Geffen Records (B0004695-02)
Release Date: May 24, 2005
Conducted by Gavin Greenaway / Nick Ingman
|1.||"Best Friends" - Hans Zimmer, Heitor Pereira, Ryeland Allison and James S. Levine||2:24|
|2.||"I Like to Move It" - Sacha Baron Cohen||3:51|
|3.||"Hawaii Five-O" - The Ventures||1:49|
|4.||"Boogie Wonderland" - Earth, Wind & Fire||4:49|
|5.||"Whacked Out Conspiracy" - James Dooley||2:16|
|6.||"Chariots of Fire" - Vangelis||3:29|
|7.||"Stayin' Alive" - Bee Gees||4:44|
|8.||"Zoosters Breakout" - Hans Zimmer||1:39|
|9.||"Born Free" - Hans Zimmer||1:24|
|10.||"The Foosa Attack" - Heitor Pereira||0:37|
|11.||"Beacon of Liberty" - Hans Zimmer and James S. Levine||2:09|
|12.||"What a Wonderful World" - Louis Armstrong||2:16|
|Total Album Time:||31:27|
|by Rafael Ruiz
on June 10th, 2005
While Pixar movies feel like they are made by people who have had families and lived their lives, DreamWorks animated movies feel like they are made by bachelors. There isn't any emotional depth or resonance in the characters; they are simply ways to make one pop culture reference after another. Likewise, the album is simply a compilation of in-jokes. Sure "Hawaii Five-O," "Chariots of Fire," "Staying Alive," "Boogie Wonderland" and "What a Wonderful World" are all great songs (no argument), but they are used solely as a funny free association. Even "Born Free" is quoted in the score. Personally, there should be a moratorium of Saturday Night Fever references.

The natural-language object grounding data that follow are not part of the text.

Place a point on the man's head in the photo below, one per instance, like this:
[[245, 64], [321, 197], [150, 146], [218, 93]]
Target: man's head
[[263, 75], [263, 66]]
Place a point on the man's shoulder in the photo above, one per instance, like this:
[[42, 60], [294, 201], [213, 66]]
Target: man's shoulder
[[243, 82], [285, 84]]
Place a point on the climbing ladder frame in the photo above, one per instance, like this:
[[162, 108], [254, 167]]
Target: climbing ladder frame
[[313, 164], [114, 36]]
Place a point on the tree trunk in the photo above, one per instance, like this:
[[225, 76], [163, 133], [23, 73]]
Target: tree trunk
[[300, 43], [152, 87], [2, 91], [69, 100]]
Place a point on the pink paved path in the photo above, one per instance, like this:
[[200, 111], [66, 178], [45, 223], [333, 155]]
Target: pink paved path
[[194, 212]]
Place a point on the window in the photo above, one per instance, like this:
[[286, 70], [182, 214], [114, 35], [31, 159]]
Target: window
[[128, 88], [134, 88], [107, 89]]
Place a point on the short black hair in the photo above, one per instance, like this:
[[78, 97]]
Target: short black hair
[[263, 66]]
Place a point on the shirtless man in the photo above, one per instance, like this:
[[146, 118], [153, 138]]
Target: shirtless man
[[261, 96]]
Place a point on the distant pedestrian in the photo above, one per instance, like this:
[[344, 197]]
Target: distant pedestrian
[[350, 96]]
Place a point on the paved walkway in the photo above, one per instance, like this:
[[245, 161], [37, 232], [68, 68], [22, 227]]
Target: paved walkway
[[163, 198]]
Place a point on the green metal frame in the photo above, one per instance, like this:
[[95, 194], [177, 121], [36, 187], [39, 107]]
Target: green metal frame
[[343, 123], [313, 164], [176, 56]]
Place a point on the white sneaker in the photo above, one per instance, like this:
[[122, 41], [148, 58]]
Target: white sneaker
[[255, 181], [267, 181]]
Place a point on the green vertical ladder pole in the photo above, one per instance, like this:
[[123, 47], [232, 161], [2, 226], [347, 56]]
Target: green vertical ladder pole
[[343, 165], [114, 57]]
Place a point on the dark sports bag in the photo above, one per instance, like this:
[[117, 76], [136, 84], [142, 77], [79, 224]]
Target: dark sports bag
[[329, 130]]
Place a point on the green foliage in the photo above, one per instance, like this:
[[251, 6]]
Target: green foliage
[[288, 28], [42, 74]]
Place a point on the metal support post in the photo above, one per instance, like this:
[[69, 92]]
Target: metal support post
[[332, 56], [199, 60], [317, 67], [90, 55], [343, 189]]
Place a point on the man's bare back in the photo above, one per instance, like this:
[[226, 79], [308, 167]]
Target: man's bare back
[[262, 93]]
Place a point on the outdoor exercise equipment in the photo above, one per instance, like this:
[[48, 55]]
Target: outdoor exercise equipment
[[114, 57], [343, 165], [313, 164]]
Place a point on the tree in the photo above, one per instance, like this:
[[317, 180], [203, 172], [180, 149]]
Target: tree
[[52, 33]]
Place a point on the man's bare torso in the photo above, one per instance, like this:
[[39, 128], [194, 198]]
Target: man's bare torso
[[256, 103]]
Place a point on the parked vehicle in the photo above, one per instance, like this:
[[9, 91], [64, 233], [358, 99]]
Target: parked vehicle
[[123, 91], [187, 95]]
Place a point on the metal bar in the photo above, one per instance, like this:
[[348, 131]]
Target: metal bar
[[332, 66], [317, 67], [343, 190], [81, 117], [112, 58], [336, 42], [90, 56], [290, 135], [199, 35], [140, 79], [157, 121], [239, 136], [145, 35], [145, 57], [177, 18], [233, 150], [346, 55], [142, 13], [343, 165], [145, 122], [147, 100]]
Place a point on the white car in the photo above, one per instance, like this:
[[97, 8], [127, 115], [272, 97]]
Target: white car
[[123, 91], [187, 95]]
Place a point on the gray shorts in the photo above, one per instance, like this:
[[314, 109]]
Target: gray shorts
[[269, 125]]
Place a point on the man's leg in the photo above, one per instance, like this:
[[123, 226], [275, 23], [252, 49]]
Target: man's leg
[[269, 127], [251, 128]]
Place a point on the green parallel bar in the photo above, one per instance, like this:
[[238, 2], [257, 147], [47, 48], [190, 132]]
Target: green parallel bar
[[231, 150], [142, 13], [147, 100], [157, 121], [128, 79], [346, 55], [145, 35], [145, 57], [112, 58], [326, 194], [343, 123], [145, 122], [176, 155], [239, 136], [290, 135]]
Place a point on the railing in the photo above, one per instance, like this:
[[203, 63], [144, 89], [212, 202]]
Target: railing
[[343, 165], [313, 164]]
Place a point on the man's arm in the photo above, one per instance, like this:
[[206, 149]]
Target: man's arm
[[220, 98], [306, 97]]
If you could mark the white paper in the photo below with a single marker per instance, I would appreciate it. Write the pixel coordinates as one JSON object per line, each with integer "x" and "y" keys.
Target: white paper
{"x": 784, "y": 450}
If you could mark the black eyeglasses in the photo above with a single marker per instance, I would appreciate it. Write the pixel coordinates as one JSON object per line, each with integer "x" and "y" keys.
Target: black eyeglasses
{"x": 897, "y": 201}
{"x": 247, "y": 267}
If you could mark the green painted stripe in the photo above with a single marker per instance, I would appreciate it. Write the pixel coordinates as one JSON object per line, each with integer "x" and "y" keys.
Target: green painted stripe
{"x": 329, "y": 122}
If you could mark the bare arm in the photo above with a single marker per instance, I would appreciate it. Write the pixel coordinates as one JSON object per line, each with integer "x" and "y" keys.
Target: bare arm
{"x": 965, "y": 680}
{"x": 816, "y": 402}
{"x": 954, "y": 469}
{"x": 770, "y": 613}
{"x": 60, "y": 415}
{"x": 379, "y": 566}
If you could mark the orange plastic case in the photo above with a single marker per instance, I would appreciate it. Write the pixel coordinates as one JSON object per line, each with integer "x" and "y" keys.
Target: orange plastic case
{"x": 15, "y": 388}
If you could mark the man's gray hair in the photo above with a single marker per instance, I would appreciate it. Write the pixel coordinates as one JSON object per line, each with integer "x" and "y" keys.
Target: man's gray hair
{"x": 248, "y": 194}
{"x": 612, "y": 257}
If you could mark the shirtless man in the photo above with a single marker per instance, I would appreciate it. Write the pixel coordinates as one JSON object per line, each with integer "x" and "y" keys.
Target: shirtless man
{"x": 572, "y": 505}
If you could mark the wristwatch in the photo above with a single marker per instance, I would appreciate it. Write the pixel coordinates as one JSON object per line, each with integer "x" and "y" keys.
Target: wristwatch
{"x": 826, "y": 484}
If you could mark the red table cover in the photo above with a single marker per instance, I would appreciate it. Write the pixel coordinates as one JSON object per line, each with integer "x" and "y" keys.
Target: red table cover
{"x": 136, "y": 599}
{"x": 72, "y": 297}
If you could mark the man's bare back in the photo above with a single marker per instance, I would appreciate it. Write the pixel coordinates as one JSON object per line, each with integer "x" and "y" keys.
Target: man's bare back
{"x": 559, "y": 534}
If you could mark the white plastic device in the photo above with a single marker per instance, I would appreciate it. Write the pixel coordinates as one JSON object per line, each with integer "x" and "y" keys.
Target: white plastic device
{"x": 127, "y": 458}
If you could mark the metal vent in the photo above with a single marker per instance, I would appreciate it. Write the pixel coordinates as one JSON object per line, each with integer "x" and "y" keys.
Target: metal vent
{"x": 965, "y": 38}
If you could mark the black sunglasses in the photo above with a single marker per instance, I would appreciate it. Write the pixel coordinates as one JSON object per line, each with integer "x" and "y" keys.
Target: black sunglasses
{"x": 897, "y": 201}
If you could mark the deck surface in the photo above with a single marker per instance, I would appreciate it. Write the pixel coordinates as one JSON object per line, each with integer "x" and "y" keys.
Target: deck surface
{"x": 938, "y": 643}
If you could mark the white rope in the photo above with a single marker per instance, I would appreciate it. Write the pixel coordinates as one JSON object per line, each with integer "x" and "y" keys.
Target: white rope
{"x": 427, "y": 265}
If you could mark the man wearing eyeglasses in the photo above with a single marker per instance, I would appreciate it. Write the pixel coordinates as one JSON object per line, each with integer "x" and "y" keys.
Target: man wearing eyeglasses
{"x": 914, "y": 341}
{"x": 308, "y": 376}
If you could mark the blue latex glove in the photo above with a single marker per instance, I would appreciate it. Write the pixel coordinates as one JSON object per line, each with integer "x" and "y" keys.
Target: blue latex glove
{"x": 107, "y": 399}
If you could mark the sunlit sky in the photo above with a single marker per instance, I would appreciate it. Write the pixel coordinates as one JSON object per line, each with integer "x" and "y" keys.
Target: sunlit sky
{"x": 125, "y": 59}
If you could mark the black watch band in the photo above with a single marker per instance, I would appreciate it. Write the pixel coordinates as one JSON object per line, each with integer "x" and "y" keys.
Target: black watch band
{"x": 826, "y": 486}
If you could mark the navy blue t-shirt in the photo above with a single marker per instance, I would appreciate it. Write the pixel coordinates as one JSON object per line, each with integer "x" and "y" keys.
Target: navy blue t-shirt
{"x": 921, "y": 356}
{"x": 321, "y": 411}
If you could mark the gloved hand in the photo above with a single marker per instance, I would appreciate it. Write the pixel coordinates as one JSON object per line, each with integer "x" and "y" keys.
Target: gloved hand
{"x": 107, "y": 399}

What is the dramatic string that holds them all together? While the Shrek films similarly referenced lots of pop-culture, there was some semblance of unity in the selections that fit the film's emotional content. Here it is all about the jokes. And you can't have a "funny" album where all of the humor relies completely on remembering what happened in another movie. That said, the one standout track on this album is the hysterical "I Like to Move It" cover by Sacha Baron Cohen (aka Ali G). Cohen uses a goofy quasi-Indian/Jamaican accent to completely deconstruct this mid-90's house standard, and at one point he completely forgets who it is that should "move it" exactly. For a one-joke song, it gets a lot of mileage.
On the score front, the soundtrack teases the listener with a series of short Hans Zimmer cues, accompanied by his back ups James Dooley ("Whacked Out Conspiracy") and Heitor Periera ("The Foosa Attack"). It's a light, eclectic score that ventures away from Zimmer's typical sound ("Beacon of Liberty" uses some 70's funk while "Best Friends" has whistling and ukuleles). You never get to hear enough to get into it because each track is around two minutes or under.
This is fast food album. In theory it should fill you up, but it is over before you know it and leaves you feeling a bit empty in the end.